Friday, January 23, 2015

Beyond Depressed!

Oh my, what have I done?
I am sooo sad today, so many worries on my head and sadness in my heart!! 
First of all, I woke up with a bad rash a few days ago, all along my torso that I seem to get every single January!  Regardless if it is from stress or it is shingles, it is so itchy I can't stop it, and so red and raw all over.  Great, just great.  
Then, I am waking up in severe body pain, all day, all night, and it never goes away, only gets worse.  I can not bathe where I am staying now, the tub has a white film on it all the time, and too many people are home for me to relax.  I also have a low thyroid I am not taking anything for, and that could be why I am feeling so much pain.  My physical therapist always told me to make sure my thyroid levels were correct.  I haven't taken medicine for this for over six months.  I am going to buy a supplement The Edgar Cayce Center sells in NY, you can order it online which I will do as soon as I get paid today.  I do not know how to face this pain every single day, and how I am suppose to laugh, smile, follow my joy, and live a happy life suffering so.  I ask my pain why, whats's going on?  It makes me want to give up, not being able to do this any longer, feeling so weak, so sad, and so alone!  
I am waking up realizing how I truly have nothing, nothing, no place to live, nothing of my own.  It makes me so sad to see that I have gotten to such a low place in my life, when I was so high last summer.  I had a huge home where I raised my children for four years, I wish now that I stayed there, and got some room mates to share the home with me.  I gave that up for this small cubical, no home for myself, none of my stuff around, not even my own bed.  I am sad, it doesn't get much lower than this.  When I am this sad I do not even want to write, to write for what?  To throw the sadness and pain in my face?  
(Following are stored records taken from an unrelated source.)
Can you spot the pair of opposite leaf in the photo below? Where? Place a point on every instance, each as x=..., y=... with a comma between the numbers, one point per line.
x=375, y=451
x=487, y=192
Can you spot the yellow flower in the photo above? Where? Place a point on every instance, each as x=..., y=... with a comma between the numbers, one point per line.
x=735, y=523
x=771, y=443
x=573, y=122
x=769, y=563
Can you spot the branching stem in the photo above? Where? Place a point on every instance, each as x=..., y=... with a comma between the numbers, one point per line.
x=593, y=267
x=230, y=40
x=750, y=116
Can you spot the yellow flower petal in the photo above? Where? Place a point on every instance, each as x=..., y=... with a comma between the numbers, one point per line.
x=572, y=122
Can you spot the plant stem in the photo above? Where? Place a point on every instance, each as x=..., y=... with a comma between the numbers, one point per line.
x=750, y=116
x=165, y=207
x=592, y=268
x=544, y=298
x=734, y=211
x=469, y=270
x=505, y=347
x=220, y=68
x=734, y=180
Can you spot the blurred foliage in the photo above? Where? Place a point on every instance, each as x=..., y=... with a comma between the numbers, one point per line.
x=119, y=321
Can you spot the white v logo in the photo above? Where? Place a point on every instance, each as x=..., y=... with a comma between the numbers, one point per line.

Or, to give me the opportunity to do shadow work, inner child work to see where the root of this sadness comes from.  It's always the same feeling not wanted, not cared for, not loved.  It seems like every sad, desperate, feeling is from childhood.  I am so tired of always doing this work, always looking at what happened as a child, isn't there a point where it stops?  Where that child is integrated, and knows it its loved, and that was old stuff, the contracts broken, this is a new time.  
All I know is I want a home I can call my own.  With my own couch, my own bed, my own tables and chairs, just my place, just for me, that I can call "home" for awhile!!